Low Concentrations of Dox Extend Survival in TDP-43 rNLS8 Mice

Next, we examined whether low Dox supplementation extends lifespan in the TDP-43 rNLS8 mouse model. The humane endpoint was identified by the age at which the mice reached a neurological score =3 (complete paralysis of both limbs, slow righting reflex and > 20% body weight loss).
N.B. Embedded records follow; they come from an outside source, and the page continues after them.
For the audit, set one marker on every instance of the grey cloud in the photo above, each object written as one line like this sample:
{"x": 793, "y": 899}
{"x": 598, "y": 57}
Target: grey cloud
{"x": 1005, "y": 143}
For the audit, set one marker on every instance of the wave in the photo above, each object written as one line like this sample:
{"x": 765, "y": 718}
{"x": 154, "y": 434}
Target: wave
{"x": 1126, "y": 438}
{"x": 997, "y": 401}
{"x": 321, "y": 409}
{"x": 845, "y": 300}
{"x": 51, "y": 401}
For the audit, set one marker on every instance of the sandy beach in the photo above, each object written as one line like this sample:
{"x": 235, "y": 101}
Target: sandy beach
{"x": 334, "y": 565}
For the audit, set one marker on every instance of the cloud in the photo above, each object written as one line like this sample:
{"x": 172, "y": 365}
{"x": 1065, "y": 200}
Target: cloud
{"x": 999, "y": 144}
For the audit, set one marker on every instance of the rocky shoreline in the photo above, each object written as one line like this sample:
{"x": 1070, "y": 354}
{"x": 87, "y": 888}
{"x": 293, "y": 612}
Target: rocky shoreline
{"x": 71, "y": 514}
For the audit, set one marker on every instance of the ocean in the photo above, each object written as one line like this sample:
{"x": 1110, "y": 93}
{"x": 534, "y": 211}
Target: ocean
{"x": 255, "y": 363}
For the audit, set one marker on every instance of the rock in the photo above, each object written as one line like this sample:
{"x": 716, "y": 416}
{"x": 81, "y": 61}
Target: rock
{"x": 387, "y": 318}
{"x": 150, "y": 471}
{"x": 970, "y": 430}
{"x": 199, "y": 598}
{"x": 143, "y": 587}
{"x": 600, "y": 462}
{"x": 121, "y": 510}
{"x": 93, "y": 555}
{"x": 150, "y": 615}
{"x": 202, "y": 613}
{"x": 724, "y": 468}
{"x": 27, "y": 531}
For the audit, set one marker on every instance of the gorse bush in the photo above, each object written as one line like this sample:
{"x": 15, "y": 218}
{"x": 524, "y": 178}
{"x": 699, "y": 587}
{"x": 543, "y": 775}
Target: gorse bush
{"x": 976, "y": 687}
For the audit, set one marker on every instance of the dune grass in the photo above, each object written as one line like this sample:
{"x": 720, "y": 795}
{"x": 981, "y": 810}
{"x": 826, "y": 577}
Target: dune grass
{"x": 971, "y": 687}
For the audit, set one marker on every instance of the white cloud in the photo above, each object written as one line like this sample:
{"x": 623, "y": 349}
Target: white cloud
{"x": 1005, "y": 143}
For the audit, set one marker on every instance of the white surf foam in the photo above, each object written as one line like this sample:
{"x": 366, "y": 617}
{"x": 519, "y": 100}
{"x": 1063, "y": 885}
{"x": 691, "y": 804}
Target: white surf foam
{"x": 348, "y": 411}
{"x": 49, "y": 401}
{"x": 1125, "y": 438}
Kaplan–Meier analysis revealed a statistically significant increase in survival in TDP-43 rNLS8 mice supplemented with 10 mg/kg or 20 mg/kg Dox (median = 18 weeks each) compared to both Dox off mice and Diet gel only groups (median = 5 and 6 weeks, respectively) (Fig. 3G and H; χ2 = 18.46, df = 3 ***p < 0.001). Previously, survival in the TDP-43 rNLS8 mouse was reported to be 10 weeks following Dox removal using 30% weight loss as the end-stage criterion (Walker et al., 2015). However, our findings using the more stringent 20% weight loss threshold-showing that the Dox off mice survive only to 5–6 weeks following Dox removal-are consistent with other studies within our laboratory (data not shown). Hence overall, these results indicate that low concentrations of Dox effectively slow the impairment of motor deficits and grip strength, and extend survival in the TDP-43 rNLS8 mouse model.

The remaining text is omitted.